Dive Brief:
-
Amazon on Friday touted the benefits of its stores to smaller brands and retailers, saying that "more than 50,000 small and medium-sized businesses exceeded $500,000 in sales in Amazon's stores worldwide, and nearly 200,000 surpassed $100,000 in sales in our stores."
-
The number of such businesses "eclipsing $1 million in sales in Amazon's stores worldwide grew by 20 percent in 2018," according to an Amazon press release. Millions of them globally from more than 130 different countries are selling in Amazon's stores and more than a million are based in the U.S. and come from every state, according to the release.
-
Third-party sales on the company's marketplace "are growing at a faster rate than first-party sales on Amazon and across retailers in the U.S.," Amazon also said, noting that over the holidays, "sales by small and medium-sized businesses outpaced its retail business sales in Amazon's stores worldwide."
Dive Insight:
Count Amazon among the former e-commerce pure-plays that are finding brick and mortar to be crucial to their marketing and sales.

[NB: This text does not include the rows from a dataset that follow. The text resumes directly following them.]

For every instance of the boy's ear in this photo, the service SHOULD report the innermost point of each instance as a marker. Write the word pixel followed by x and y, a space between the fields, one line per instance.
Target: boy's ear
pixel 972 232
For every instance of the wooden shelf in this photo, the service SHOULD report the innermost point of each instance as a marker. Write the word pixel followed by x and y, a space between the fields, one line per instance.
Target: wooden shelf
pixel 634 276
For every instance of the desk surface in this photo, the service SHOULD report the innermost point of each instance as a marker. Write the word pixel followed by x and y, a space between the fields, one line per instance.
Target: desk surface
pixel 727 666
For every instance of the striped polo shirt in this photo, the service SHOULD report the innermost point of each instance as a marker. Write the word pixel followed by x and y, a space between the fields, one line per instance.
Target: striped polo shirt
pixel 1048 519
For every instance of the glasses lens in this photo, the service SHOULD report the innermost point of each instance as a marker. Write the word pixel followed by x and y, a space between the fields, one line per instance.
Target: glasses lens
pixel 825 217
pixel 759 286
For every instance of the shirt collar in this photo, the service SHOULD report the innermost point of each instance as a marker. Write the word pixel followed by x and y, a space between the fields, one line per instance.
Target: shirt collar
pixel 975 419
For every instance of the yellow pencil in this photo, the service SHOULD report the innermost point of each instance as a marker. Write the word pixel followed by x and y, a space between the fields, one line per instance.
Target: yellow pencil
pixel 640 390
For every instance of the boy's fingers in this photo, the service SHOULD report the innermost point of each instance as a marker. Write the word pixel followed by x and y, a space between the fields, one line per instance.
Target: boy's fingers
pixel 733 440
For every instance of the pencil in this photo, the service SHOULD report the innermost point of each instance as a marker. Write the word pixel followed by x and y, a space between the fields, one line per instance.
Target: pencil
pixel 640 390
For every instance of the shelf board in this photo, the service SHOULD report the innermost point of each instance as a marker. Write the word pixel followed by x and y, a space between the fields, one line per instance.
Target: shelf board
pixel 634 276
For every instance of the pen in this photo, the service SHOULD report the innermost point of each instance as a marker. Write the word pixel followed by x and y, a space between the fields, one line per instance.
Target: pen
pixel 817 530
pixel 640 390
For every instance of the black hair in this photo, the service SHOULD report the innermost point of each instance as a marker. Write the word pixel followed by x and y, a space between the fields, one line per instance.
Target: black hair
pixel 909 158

The opportunity for small- and medium-sized businesses in Amazon's stores is "immense," according to Ryan Berger, Senior Partner at influencer marketing platform HYPR. "Just today, the store in downtown NYC was packed, with consumers touching, experiencing, and sharing products all around the store, taking pictures of items they have never seen before, and sharing those pictures with friends and on social media. With the power of Instagram, the impact makes lots of sense, and it is no wonder that Amazon has provided a platform for these small businesses to showcase their products."
But, some note, it could be that Amazon is including its online marketplace and vendors to its Whole Foods grocery chain to create a buzz around its "stores," considering that it runs few bookstores and that its Amazon Go chain — while growing — remains largely experimental.
"Based on reading Amazon's report, I believe that they're using the term 'stores' very loosely to include the online marketplace of third-party sellers which would support a lot of their stats," Chris Perry, vice president at Edge by Ascential, told Retail Dive in an email. "It would be interesting to know whether they're including Whole Foods stores which would have a lot of small and medium business suppliers."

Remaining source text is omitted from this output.